Empresa Naviera Elcano, Spain’s biggest shipowner with a history going back 81 years, has decided to offload its two oldest bulkers amid rising values and buying interest for such ships.
Several brokers in Greece, London and the US report two separate deals for the 173,800-dwt Castillo de Valverde and the 173,600-dwt sister ship Castillo de Catoira (both built 2005).
The company has yet to respond to a request for comment.
If confirmed, the sales of the pair to unidentified Chinese interests will boost Elcano’s coffers by nearly $33m in what would be the company’s first bulker disposals in 10 years.
The first transaction reported by brokers on 1 March concerned the Castillo de Valverde, which is said to have fetched about $15.8m.
The second was reported on 8 March at a higher price of about $17m.
The price gap between the two identical vessels reported sold just one week apart may reflect how fast-moving the secondhand market for capesizes has become, amid intense buying interest for such vessels.
Older capesize tonnage has been particularly popular with Chinese buyers.

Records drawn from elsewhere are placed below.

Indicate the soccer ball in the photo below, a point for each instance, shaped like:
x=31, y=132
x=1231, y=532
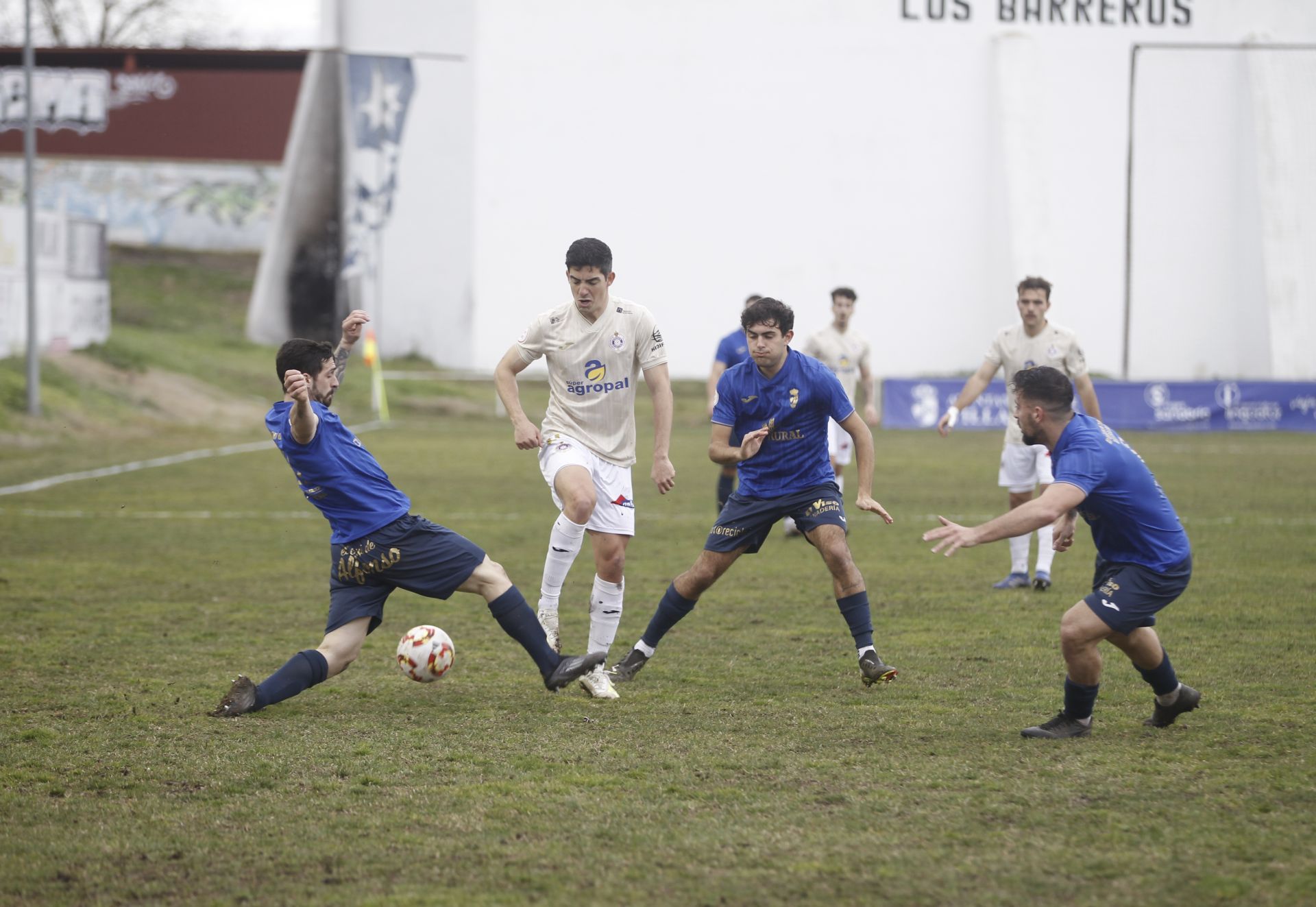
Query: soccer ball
x=426, y=653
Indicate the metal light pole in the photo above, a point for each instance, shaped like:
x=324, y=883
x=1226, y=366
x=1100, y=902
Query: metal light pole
x=29, y=156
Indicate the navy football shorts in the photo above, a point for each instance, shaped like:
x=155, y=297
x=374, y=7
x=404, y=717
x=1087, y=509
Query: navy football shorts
x=746, y=522
x=409, y=553
x=1128, y=595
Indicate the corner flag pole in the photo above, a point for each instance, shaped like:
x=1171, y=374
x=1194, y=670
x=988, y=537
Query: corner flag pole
x=29, y=153
x=378, y=400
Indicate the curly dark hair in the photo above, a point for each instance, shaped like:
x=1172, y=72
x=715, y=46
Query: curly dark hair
x=768, y=311
x=590, y=253
x=1045, y=386
x=306, y=356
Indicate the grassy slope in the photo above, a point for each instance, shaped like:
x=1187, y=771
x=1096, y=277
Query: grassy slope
x=746, y=765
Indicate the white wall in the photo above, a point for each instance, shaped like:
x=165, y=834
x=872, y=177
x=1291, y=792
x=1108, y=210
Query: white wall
x=785, y=148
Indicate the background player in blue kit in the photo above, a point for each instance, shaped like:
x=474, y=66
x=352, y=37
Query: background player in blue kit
x=732, y=350
x=778, y=404
x=1143, y=555
x=376, y=545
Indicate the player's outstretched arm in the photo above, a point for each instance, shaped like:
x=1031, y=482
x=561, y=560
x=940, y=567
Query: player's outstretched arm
x=303, y=418
x=524, y=432
x=971, y=390
x=862, y=437
x=352, y=330
x=1058, y=499
x=1087, y=394
x=659, y=389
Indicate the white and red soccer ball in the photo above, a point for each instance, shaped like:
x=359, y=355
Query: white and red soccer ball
x=426, y=653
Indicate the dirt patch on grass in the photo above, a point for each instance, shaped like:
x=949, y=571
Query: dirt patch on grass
x=166, y=396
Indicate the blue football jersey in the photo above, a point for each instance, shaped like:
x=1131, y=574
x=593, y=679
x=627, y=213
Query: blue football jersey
x=1131, y=518
x=796, y=404
x=337, y=474
x=733, y=349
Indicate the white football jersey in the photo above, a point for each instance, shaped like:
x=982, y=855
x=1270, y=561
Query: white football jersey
x=592, y=373
x=1014, y=350
x=842, y=353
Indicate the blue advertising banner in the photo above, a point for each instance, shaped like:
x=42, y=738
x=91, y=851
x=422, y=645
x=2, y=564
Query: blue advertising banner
x=1228, y=406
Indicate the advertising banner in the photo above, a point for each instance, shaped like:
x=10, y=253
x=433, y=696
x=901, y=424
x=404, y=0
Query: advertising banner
x=1224, y=406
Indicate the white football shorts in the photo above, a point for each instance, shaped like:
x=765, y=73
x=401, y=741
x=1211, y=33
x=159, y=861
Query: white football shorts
x=840, y=445
x=615, y=506
x=1023, y=466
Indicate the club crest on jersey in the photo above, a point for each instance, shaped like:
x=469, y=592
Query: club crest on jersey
x=594, y=380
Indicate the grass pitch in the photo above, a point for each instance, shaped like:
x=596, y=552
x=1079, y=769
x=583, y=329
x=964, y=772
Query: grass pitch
x=745, y=765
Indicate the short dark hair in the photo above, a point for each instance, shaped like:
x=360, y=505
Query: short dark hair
x=1051, y=387
x=306, y=356
x=768, y=311
x=1036, y=283
x=590, y=253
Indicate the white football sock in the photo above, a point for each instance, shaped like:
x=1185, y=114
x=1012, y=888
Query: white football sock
x=605, y=612
x=1019, y=553
x=1045, y=553
x=563, y=545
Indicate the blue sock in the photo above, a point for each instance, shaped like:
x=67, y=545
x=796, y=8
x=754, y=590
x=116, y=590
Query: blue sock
x=1162, y=677
x=673, y=607
x=1080, y=699
x=302, y=672
x=855, y=609
x=516, y=619
x=725, y=485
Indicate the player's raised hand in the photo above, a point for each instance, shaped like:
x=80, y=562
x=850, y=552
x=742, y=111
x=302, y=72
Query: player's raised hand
x=526, y=436
x=663, y=474
x=296, y=385
x=753, y=442
x=353, y=326
x=951, y=536
x=866, y=503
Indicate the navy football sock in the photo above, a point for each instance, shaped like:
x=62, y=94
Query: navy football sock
x=302, y=672
x=516, y=619
x=673, y=607
x=1080, y=699
x=725, y=485
x=855, y=609
x=1162, y=677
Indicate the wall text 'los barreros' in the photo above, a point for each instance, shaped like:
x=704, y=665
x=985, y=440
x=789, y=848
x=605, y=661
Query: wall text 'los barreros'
x=1175, y=14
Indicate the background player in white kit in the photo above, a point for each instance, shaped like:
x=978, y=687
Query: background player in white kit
x=846, y=354
x=595, y=348
x=1032, y=343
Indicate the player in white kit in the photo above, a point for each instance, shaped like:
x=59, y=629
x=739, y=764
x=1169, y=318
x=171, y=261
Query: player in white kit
x=846, y=354
x=1032, y=343
x=595, y=348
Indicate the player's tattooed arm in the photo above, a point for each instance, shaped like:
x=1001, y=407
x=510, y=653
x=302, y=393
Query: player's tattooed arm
x=352, y=330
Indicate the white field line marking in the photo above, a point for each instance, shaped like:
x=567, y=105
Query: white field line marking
x=37, y=485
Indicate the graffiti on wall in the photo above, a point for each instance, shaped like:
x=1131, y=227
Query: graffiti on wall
x=75, y=99
x=223, y=207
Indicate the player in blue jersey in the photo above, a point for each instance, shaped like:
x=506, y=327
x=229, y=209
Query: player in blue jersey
x=1143, y=555
x=732, y=350
x=377, y=545
x=778, y=404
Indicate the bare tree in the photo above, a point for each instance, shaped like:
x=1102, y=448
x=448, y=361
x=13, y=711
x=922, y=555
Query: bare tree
x=104, y=23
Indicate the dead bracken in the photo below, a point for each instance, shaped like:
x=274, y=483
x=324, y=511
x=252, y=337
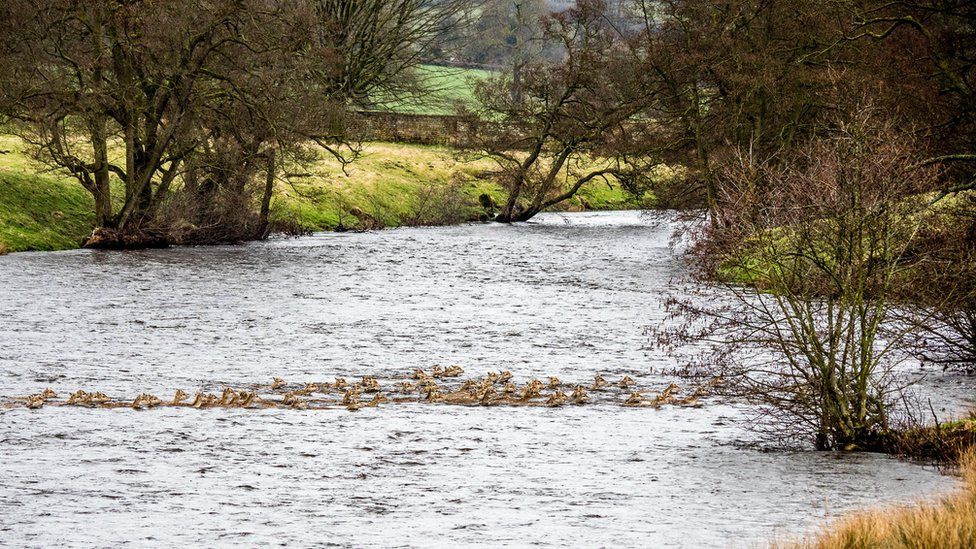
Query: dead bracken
x=439, y=387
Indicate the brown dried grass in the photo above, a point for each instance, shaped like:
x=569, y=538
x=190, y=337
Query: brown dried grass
x=949, y=522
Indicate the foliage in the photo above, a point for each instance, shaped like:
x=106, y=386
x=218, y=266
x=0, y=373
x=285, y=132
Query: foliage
x=949, y=522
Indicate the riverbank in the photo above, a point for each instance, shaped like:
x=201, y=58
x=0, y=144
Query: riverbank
x=391, y=185
x=949, y=523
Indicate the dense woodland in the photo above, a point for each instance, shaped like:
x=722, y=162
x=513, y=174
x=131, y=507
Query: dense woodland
x=828, y=149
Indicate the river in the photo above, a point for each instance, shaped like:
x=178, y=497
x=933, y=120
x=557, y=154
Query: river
x=570, y=295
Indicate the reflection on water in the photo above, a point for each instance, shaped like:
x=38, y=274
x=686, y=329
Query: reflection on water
x=567, y=296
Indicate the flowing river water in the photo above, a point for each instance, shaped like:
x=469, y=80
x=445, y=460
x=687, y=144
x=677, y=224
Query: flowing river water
x=570, y=295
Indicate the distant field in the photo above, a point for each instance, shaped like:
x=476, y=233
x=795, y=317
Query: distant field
x=447, y=87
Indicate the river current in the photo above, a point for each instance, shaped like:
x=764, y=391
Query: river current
x=570, y=295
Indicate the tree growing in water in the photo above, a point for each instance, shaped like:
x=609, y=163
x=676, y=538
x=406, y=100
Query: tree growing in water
x=826, y=235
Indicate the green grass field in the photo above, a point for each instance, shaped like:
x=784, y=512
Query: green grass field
x=390, y=185
x=448, y=88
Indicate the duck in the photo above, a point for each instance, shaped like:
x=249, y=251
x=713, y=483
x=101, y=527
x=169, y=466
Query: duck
x=532, y=390
x=599, y=382
x=246, y=398
x=635, y=399
x=667, y=396
x=351, y=395
x=369, y=384
x=179, y=397
x=450, y=371
x=579, y=395
x=433, y=395
x=558, y=398
x=203, y=400
x=488, y=397
x=292, y=400
x=145, y=400
x=79, y=398
x=227, y=397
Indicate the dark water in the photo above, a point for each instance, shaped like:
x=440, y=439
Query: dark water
x=569, y=296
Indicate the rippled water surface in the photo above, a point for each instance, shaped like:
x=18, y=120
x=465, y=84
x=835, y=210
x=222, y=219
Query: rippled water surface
x=568, y=296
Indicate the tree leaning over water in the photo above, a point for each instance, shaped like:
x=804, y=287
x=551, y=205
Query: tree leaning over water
x=824, y=237
x=184, y=104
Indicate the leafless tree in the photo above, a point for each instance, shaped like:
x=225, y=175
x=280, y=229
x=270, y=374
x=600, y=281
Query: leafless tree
x=823, y=237
x=190, y=102
x=562, y=125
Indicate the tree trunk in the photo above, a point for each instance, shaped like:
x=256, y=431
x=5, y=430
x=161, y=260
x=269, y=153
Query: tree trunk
x=266, y=199
x=102, y=191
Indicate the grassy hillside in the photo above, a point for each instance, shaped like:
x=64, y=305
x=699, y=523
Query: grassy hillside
x=39, y=211
x=447, y=87
x=390, y=185
x=397, y=184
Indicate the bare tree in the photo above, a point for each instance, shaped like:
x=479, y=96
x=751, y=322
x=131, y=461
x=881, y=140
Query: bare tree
x=562, y=125
x=187, y=104
x=824, y=237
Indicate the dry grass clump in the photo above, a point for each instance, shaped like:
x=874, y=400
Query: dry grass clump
x=947, y=523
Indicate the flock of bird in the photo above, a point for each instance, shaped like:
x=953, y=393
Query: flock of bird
x=440, y=386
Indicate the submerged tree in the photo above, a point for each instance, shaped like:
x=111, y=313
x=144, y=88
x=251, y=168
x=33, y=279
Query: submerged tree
x=561, y=125
x=824, y=236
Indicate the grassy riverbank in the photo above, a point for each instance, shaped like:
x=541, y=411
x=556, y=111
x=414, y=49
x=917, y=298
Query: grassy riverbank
x=391, y=185
x=946, y=523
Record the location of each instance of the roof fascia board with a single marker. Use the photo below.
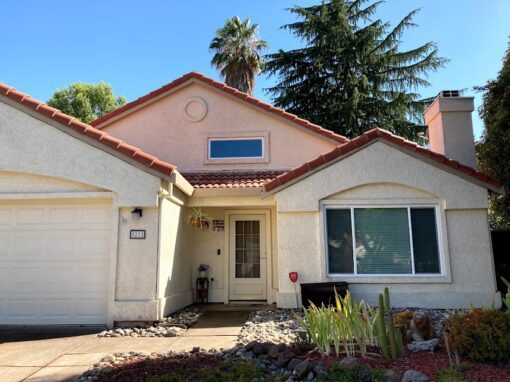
(83, 138)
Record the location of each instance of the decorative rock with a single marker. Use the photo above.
(391, 376)
(284, 358)
(364, 373)
(430, 345)
(302, 369)
(414, 376)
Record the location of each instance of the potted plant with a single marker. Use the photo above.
(198, 219)
(202, 270)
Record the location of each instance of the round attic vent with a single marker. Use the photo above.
(195, 109)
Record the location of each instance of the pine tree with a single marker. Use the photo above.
(351, 75)
(493, 150)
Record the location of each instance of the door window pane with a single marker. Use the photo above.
(425, 244)
(247, 237)
(382, 241)
(236, 148)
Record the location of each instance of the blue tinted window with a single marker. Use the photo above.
(236, 148)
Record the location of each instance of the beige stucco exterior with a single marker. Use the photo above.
(163, 129)
(363, 179)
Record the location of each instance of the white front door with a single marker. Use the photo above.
(247, 257)
(54, 261)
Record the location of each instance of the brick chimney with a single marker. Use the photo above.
(450, 127)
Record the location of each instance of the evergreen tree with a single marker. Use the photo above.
(236, 53)
(493, 150)
(351, 74)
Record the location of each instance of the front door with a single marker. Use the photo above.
(247, 257)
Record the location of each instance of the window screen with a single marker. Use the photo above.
(236, 148)
(339, 241)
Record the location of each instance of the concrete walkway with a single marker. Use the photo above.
(23, 358)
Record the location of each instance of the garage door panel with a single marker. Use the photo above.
(54, 262)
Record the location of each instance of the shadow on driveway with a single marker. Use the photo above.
(15, 333)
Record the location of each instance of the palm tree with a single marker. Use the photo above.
(236, 53)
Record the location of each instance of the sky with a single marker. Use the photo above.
(137, 46)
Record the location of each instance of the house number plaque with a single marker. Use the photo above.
(138, 234)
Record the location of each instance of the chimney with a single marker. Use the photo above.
(450, 127)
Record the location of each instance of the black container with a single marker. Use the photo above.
(322, 293)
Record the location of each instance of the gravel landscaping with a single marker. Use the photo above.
(172, 326)
(271, 345)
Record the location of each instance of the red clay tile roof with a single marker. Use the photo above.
(231, 179)
(87, 130)
(220, 85)
(363, 140)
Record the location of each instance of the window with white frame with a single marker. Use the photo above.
(393, 241)
(236, 148)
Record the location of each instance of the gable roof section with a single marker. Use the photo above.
(338, 153)
(101, 121)
(231, 179)
(75, 125)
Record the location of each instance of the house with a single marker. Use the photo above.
(93, 217)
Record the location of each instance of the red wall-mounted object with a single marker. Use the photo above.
(293, 276)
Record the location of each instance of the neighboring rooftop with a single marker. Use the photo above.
(343, 150)
(195, 76)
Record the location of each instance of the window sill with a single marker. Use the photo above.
(411, 279)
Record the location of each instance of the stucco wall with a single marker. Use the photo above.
(175, 262)
(381, 175)
(162, 129)
(40, 161)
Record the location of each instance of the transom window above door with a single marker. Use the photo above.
(383, 241)
(236, 148)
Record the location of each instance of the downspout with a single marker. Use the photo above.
(171, 197)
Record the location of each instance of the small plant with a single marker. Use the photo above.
(202, 269)
(402, 319)
(199, 219)
(386, 329)
(506, 297)
(348, 326)
(481, 335)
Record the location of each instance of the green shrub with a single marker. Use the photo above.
(506, 297)
(230, 372)
(481, 335)
(348, 326)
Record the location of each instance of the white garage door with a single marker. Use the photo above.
(54, 260)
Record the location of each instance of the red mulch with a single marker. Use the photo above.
(429, 364)
(140, 370)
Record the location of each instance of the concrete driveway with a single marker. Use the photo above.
(63, 354)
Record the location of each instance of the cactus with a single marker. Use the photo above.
(381, 327)
(391, 324)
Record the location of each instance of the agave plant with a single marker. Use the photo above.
(199, 219)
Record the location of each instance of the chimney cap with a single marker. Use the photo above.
(449, 93)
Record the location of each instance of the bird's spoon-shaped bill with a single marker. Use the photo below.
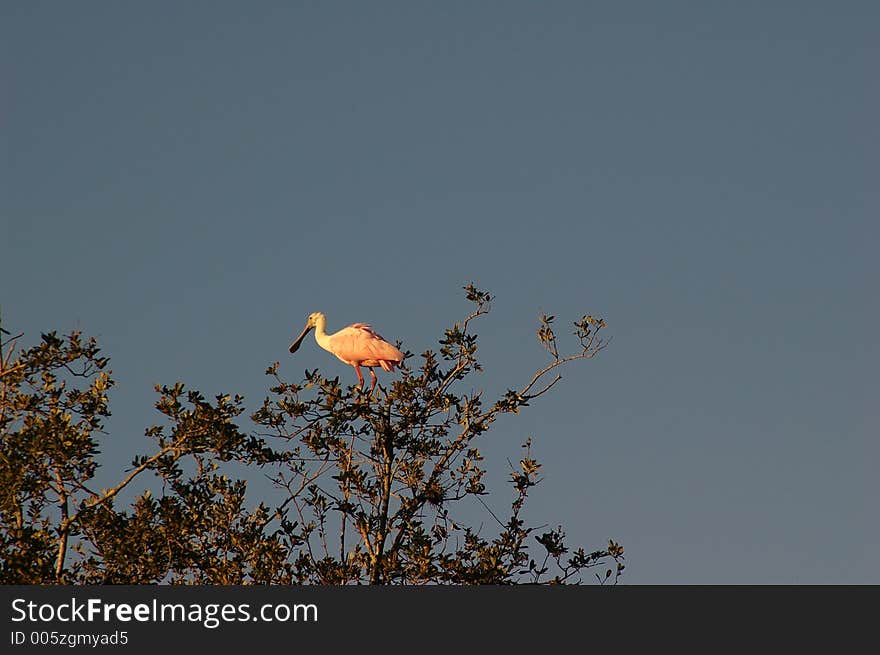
(296, 342)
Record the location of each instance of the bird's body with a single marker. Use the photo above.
(357, 345)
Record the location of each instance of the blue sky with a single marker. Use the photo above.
(187, 181)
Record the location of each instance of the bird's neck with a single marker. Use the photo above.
(321, 335)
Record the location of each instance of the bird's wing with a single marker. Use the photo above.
(358, 343)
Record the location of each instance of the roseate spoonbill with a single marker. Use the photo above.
(356, 345)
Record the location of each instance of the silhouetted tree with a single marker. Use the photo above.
(370, 485)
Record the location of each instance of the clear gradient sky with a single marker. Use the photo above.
(188, 180)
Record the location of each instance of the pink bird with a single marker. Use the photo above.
(356, 345)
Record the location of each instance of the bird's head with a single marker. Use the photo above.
(314, 319)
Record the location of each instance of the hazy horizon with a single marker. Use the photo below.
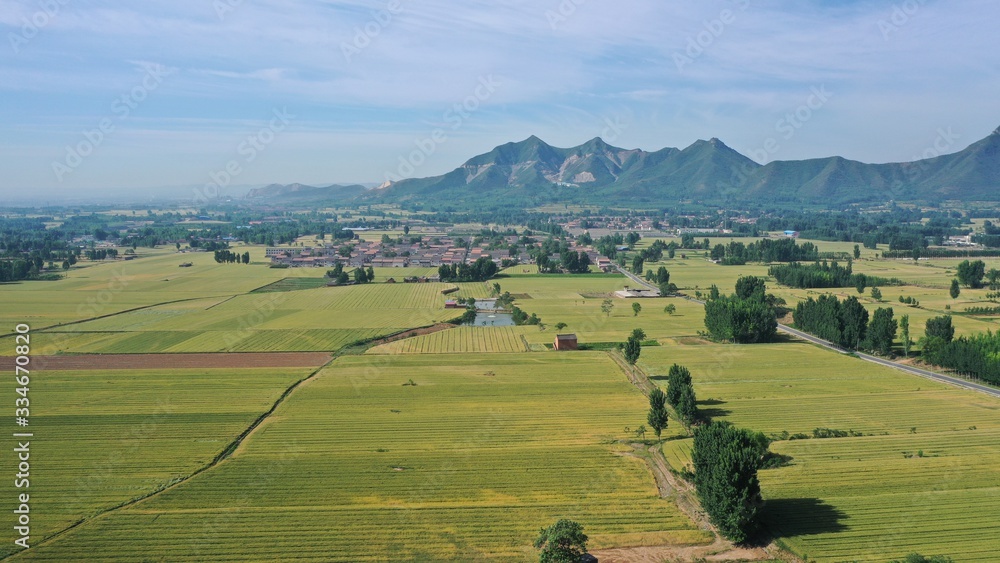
(173, 94)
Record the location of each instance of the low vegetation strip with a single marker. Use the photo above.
(174, 361)
(461, 339)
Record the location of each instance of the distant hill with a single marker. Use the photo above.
(532, 172)
(303, 193)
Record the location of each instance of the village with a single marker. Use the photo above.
(419, 253)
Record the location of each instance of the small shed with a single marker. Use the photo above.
(565, 342)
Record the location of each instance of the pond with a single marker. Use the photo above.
(494, 319)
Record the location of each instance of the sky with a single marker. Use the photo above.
(208, 95)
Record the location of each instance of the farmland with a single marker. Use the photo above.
(462, 339)
(321, 319)
(355, 466)
(921, 478)
(114, 435)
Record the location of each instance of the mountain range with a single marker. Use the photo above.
(532, 172)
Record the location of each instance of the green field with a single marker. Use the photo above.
(861, 498)
(354, 466)
(492, 442)
(322, 319)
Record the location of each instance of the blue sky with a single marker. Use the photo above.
(361, 91)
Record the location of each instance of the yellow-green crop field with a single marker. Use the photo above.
(465, 465)
(104, 437)
(322, 319)
(922, 479)
(458, 340)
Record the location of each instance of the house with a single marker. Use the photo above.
(565, 342)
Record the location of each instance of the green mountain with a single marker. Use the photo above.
(532, 172)
(294, 193)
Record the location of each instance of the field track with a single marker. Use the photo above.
(174, 361)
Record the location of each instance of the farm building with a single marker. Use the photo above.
(565, 342)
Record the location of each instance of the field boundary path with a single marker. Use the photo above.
(193, 360)
(682, 494)
(224, 454)
(927, 374)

This has been fuelled by considerable iron ore restocking by Chinese steel makers. Iron ore imports into China increased at an annual pace of 8.1% in the first two months of the year.
Brazil specialists
The Castillo de Catoira and Castillo de Valverde are not scheduled for a special survey before the second half of 2025.
According to Elcano’s latest available annual report for the year 2022, the two vessels operated mainly on Brazilian cabotage iron ore voyages in the first half of that year.
However, they were also active on coal voyages between Asia, South Africa and India, as well as from Colombia to Turkey.
Elcano spent about $130m en bloc to buy both ships in 2006, just one year after Bohai Shipbuilding Heavy Industry delivered them to Hebei Ocean Shipping Co.
Their sale would leave Elcano’s bulker fleet with four baby capesizes built between 2015 and 2022, as well as two panamaxes built in 2012 and 2013.
The company was known in the past to have extensive contracts of affreightment for its bulkers.
Its two modern baby capesizes — the 121,700-dwt Forte dos Reis Magos (built 2022) and the one-year-younger, same-size Forte Sao Marcelo — are on a contract of more than 20 years to supply iron ore to the Pecem steel plant.
Its bulkers apart, Elcano operates four LNG carriers, four chemical carriers, three small LPG carriers, two product tankers and one asphalt carrier.
A sale of Elcano’s two capesizes would mirror the sale of its two oldest MR1 ships, which the company completed in 2022 and 2023 amid rising values for such vessels.
Elcano was established in 1943 and is named after Juan Sebastian Elcano, the Spanish navigator who completed the first circumnavigation of the world as part of the Magellan expedition in 1522.
Initially a shipbuilder as well, Elcano has focused since 1964 on shipping. Following privatisation in 1997, the company increased its fleet and set up subsidiaries in Argentina and Brazil.
Elcano is part of the Vigo-based Nosa Terra group, owned by Spanish shipowner Jose Silveira Canizares. The company is run by chairwoman Rosario Martin Alonso and chief executive Juan Cordeiro Rodriguez.